In 1985, she played Adrian Mole's mother, Pauline, in the television adaptation of The Secret Diary of Adrian Mole.

1987

She has appeared in many other films, including Personal Services (1987), Prick Up Your Ears (1987), Buster (1988), Stepping Out (1991), Sister My Sister (1994), Girls' Night (1998), Titanic Town (1998), Billy Elliot (2000), the Harry Potter series (2001–2011), Calendar Girls (2003), Becoming Jane (2007), Mamma Mia! (2008) and its 2018 sequel, Brave (2012), Paddington (2014) and its 2017 sequel, Brooklyn (2015), Film Stars Don't Die in Liverpool (2017), and Mary Poppins Returns (2018).

Walters appeared in the lead role of Cynthia Payne in the 1987 film Personal Services – a dramatic comedy about a British brothel owner.

1988

Then she starred with Phil Collins, playing the lead character's wife, June, in the film Buster, released in 1988.

1989

She also appeared as Mrs. Peachum in the 1989 film version of The Threepenny Opera, which was renamed Mack the Knife for the screen.

1991

In 1991, Walters starred opposite Liza Minnelli in Stepping Out, and had a one-off television special, Julie Walters and Friends, which featured writing contributions from Victoria Wood, Alan Bennett, Willy Russell and Alan Bleasdale.

1993

In 1993, Walters starred in the television film Wide-Eyed and Legless (known as The Wedding Gift outside the UK) alongside Jim Broadbent and Thora Hird.

The film was based on the book by the author Deric Longden and tells the story of the final years of his marriage to his wife, Diana, who contracted a degenerative illness that medical officials were unable to understand at the time, though now believed to be a form of chronic fatigue syndrome or myalgic encephalomyelitis.

2001

On stage, she won an Olivier Award for Best Actress for the 2001 revival of All My Sons.

She has won the British Academy Television Award for Best Actress four times, more than any other performer, for her roles in My Beautiful Son (2001), Murder (2002), The Canterbury Tales (2003), and Mo (2010).

Walters and Helen Mirren are the only actresses to have won this award three consecutive times, and Walters is tied with Judi Dench for most nominations in the category with seven.

2006

In 2006, the British public voted Walters fourth in ITV's poll of TV's 50 Greatest Stars.

2009

She is the only actress to win the International Emmy Award for Best Actress twice, for her roles in A Short Stay in Switzerland (2009) and Mo (2010).

2014

She was honoured with the BAFTA Fellowship for lifetime achievement in 2014.

She said in 2014 that it was "heaven when [she] went to an ordinary grammar school", although she was asked to leave at the end of her lower sixth because of her "high jinks".

Walters later told interviewer Alison Oddey about her early schooling, "I was never going to be academic, so [my mother] suggested that I try teaching or nursing. [...] I'd been asked to leave school, so I thought I'd better do it."

Her first job was in insurance at the age of 15.

At the age of 18, she trained as a student nurse at the Queen Elizabeth Hospital in Birmingham; she worked on the ophthalmic, casualty, and coronary care wards during the 18 months she spent there.

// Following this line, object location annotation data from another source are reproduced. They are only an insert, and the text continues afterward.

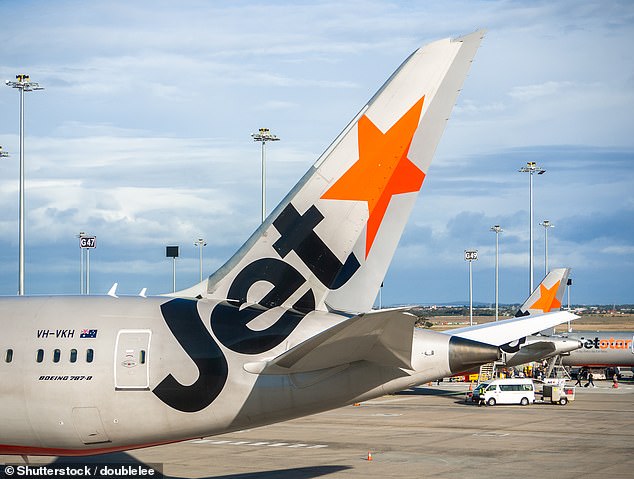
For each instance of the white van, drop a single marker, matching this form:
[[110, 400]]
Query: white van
[[505, 391]]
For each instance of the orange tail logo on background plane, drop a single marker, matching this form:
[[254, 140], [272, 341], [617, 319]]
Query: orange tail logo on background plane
[[547, 296]]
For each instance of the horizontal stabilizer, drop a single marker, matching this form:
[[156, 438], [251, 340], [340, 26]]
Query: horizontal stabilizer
[[383, 337], [532, 352], [502, 332]]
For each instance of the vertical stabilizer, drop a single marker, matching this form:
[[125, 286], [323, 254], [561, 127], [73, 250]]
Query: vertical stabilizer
[[548, 295], [327, 246]]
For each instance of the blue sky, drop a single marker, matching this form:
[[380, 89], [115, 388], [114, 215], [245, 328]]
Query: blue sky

She decided to leave nursing and went on to study acting at the newly-established Manchester Polytechnic School of Theatre (now Manchester School of Theatre).

2017

She was made a Dame (DBE) by Queen Elizabeth II in 2017 for services to drama.

2019

According to the BBC genealogy series Who Do You Think You Are?, her maternal ancestors played an active part in the 19th-century Irish Land War.